Sunday, July 18, 2021

Smarty and the Nasty Gluttons - Part 3 (bootblock for the boxed game)

Preface

Continuing from where we left off in the post #2 on Smarty and the Nasty Gluttons.. this post is about the floppy disk bootblock used in the boxed version of the game. There will be a follow-up post going through the online ADF version bootblock once I get around to do it. It is a bit involved. The latter bootblock contains encrypted data and a protection. We received reports from folks using FPGA based Amiga emulators that the game does not boot.. well.. the ADF version bootblock requires exact emulation of the mc680x0 hardware and obviously those FPGA emulators do not have such ;-) The boxed game bootblock is not encrypted or obfuscated in any way.


The boxed game bootblock

This post contains a lot of source code as it is easier to explain certain things directly from the code. Since the whole release process of a boxed Amiga game in 2020s is an "act of love" or a serious hobby at best the fine line between what makes sense and what not is meaningless. Therefore, the bootblock contains geek things just  for "because we can" and "I had to try it" reasons.
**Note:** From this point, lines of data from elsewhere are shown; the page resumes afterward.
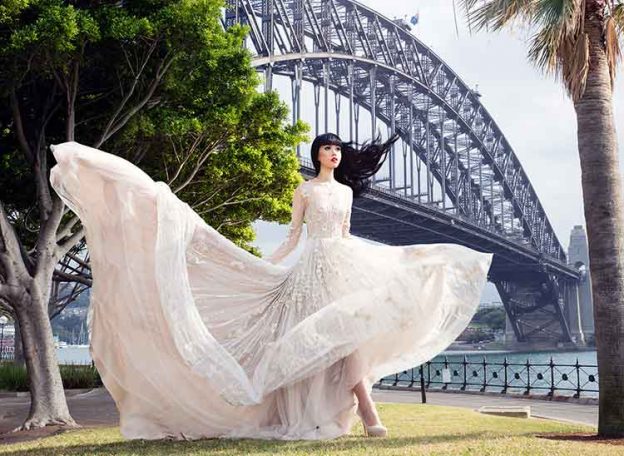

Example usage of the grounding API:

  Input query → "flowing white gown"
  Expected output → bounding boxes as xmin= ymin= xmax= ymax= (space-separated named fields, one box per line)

xmin=49 ymin=141 xmax=493 ymax=441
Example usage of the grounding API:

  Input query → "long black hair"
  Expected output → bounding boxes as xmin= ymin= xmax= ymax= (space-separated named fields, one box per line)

xmin=310 ymin=132 xmax=400 ymax=197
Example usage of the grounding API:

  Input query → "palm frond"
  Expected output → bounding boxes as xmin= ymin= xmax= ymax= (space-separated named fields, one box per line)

xmin=457 ymin=0 xmax=539 ymax=32
xmin=460 ymin=0 xmax=588 ymax=100
xmin=527 ymin=0 xmax=583 ymax=73
xmin=559 ymin=31 xmax=590 ymax=101
xmin=612 ymin=2 xmax=624 ymax=36
xmin=605 ymin=16 xmax=621 ymax=87
xmin=611 ymin=2 xmax=624 ymax=46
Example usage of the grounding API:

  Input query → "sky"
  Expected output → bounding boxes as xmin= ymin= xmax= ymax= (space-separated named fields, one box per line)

xmin=251 ymin=0 xmax=624 ymax=287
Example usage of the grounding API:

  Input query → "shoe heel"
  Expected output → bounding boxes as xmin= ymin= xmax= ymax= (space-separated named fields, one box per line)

xmin=357 ymin=408 xmax=387 ymax=438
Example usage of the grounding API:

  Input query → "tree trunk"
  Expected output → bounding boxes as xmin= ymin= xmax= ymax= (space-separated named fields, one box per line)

xmin=11 ymin=280 xmax=77 ymax=431
xmin=575 ymin=0 xmax=624 ymax=438
xmin=13 ymin=320 xmax=24 ymax=365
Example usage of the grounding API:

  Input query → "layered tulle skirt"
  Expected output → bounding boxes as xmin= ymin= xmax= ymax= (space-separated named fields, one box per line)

xmin=49 ymin=141 xmax=493 ymax=440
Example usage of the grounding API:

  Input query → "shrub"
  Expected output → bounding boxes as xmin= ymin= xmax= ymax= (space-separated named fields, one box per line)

xmin=59 ymin=364 xmax=102 ymax=389
xmin=0 ymin=363 xmax=102 ymax=392
xmin=0 ymin=362 xmax=29 ymax=392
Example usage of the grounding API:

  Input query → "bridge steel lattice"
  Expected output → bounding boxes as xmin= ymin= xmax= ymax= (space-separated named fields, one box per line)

xmin=224 ymin=0 xmax=585 ymax=346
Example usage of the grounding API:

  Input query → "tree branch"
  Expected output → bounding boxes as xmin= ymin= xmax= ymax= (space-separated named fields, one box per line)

In comparison to the ADF version bootblock the boxed game bootblock does not contain a minimal FFS file loader for loading the second stage file loader program. Instead, the floppy disk layout is mastered (by hand) in a way that the all data sectors of the Amiga DOS file containing the second stage loader start immediately after the bootblock sectors. So when the bootblock code rereads itself from the floppy (using trackdisk.device) it purposely reads past the bootblock to also get the secondary loader compressed file into the memory. The bootblock has the S405 decompressor in it so we can now decompress the second stage FFS file loader and jump into it.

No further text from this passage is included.